10-12 hours
The “Practical Python Programming” course is an intermediate-level Python course aimed at individuals with some programming experience. It focuses on teaching Python through the practical problem of manipulating data, particularly stock market data, and introduces other programming topics such as data analysis, plotting, web programming, and software design. The course provides hands-on exercises, emphasizes the use of real-world examples, and covers essential concepts like functions, classes, generators, testing, and package organization.
PREREQUISITES
The target audience for the “Practical Python Programming” course consists of individuals with some programming experience, including engineers, scientists, web programmers, and less experienced developers. The course is not designed as a beginner’s programming course but aims to introduce Python to this diverse group of learners. The course takes a practical approach by teaching Python through the manipulation of data, specifically stock market data, which is chosen for its simplicity and relevance across different backgrounds. By using relatable examples, such as comparing data structures to spreadsheet columns, the course stays grounded in a real-world context and avoids getting sidetracked by esoteric computer science problems.
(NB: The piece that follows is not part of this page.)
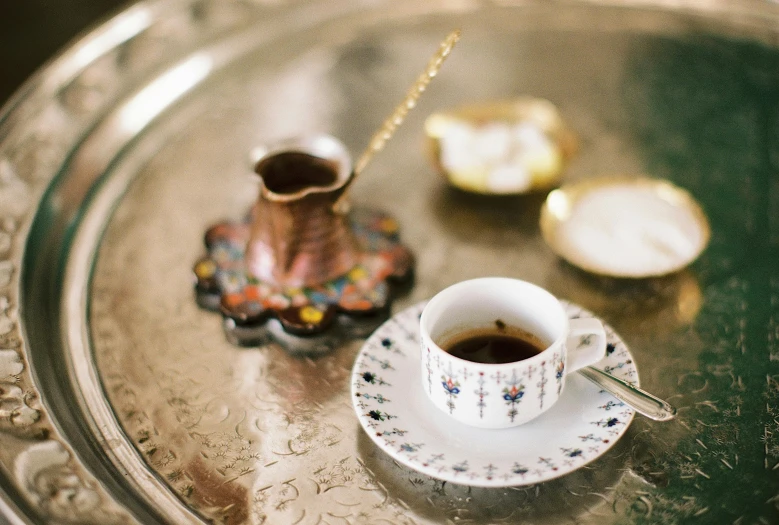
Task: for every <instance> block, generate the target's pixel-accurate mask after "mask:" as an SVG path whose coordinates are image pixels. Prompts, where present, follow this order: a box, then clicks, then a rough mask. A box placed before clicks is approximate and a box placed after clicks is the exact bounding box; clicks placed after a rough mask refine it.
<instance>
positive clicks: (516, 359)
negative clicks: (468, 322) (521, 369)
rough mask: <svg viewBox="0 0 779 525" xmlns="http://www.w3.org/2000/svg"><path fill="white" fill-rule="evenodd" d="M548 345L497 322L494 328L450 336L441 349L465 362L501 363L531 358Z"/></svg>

Additionally, the course explores various programming topics applicable to different domains, such as data analysis, plotting, web development, log file handling, and software design, to cater to the specific interests and needs of the participants.
Learning Objectives
- Gain proficiency in Python programming: Develop the skills and knowledge required to write Python code effectively, with an emphasis on practical problem-solving.
- Manipulate and analyze data: Learn techniques and tools to manipulate and analyze data using Python, particularly in the context of stock market data.
- Understand essential programming concepts: Grasp fundamental programming concepts such as functions, exceptions, modules, classes, objects, inheritance, and encapsulation.
- Apply Python for specific tasks: Learn how to use Python for data analysis, plotting, web programming, log file handling, and software design, catering to the diverse backgrounds and interests of the participants.
- Enhance problem-solving skills: Develop problem-solving abilities by working through hands-on exercises and applying Python programming to solve real-world problems.
- Familiarize with testing and debugging: Gain knowledge of testing and debugging techniques, including the use of the unittest module, logging, assertions, and the debugger.
- Learn package organization: Understand how to organize code into Python packages, including package structure, import statements, and creating setup.py files for distribution.
- Explore advanced Python topics: Introduce advanced topics such as generators, variadic function arguments, lambda functions, closures, and decorators, providing a glimpse into more sophisticated Python programming techniques.